Het is met het oog op deze hardnekkige discrepantie tussen de officiële theorie en de praktijk dat Hilary Putnam het onderscheid tussen feiten en waarden betitelt als ‘culturele institutie’. Daarmee bedoelt hij dat, met hoeveel overtuigingskracht je iemand ook uitlegt dat er geen enkel steekhoudend argument bestaat voor een zo absoluut onderscheid tussen feiten en waarden – of volgens gelijksoortige principes, inhoud en stijl -, er een grote kans bestaat dat die persoon je bij het eerstvolgende meningsverschil zal vragen je uitspraken te staven met ‘feiten’, of in een literaire discussie een uitspraak doet als: ‘Maarten ‘t Hart is een groot schrijver, alhoewel hij schrijft als een schooljongen’.1.

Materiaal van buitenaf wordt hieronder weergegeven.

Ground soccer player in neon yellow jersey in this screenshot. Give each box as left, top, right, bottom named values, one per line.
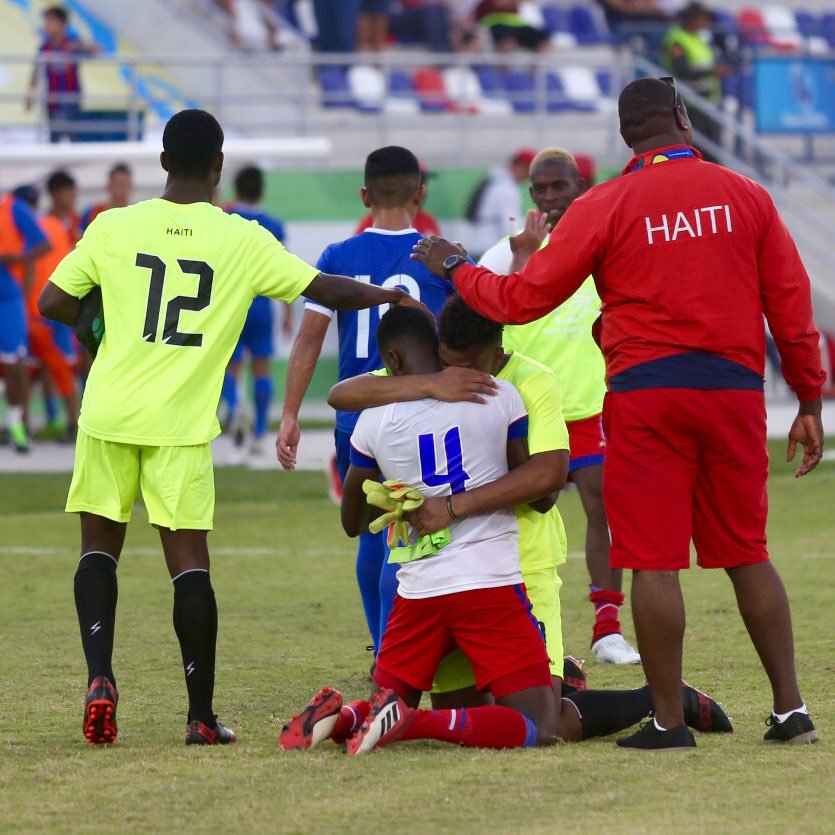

Een treffende illustratie van de opvatting dat men stijl onafhankelijk kan
beschouwen van inhoud treft men aan in een recent artikel van Rudy Kousbroek over het werk van Maarten ‘t Hart.2. Volgens Kousbroek presenteert dat werk ons met een paradox: waarom zijn ‘t Harts romans en essays zo ontroerend respectievelijk stimulerend terwijl zijn taalgebruik zo slordig en ergenisverwekkend is?
Enter Nelson Goodman. Want Kousbroeks paradox berust op die vanzelfsprekende vooronderstelling dat stijl en inhoud twee verschillende en grotendeels onafhankelijke grootheden zijn. In dit artikel wil ik nader stilstaan bij de vorm en de inhoud van een tekst en de relatie daartussen. Wat ik tracht aan te tonen is dat we op dit terrein goed doen en verkeerd spreken. In elke literaire tekst zijn inhoud en vertelmiddelen grotendeels met elkaar verweven. Niet in de gangbare, weinig ophef veroorzakende, alhoewel niet onjuiste zin van ‘Vorm en inhoud kun je wel onderscheiden maar niet scheiden’, maar in een veel verdergaande, welhaast tautologische zin. Wat ik beweer is dat in het ruimere bestek van wat een tekst uitdrukt of betekent stijl en inhoud nauwelijks onderscheidbare en vrijwel parallelle functies vervullen, dat stijl een vorm van inhoud is en inhoud een vorm van stijl. Maar allereerst een beknopte uiteenzetting van de gangbare opvatting.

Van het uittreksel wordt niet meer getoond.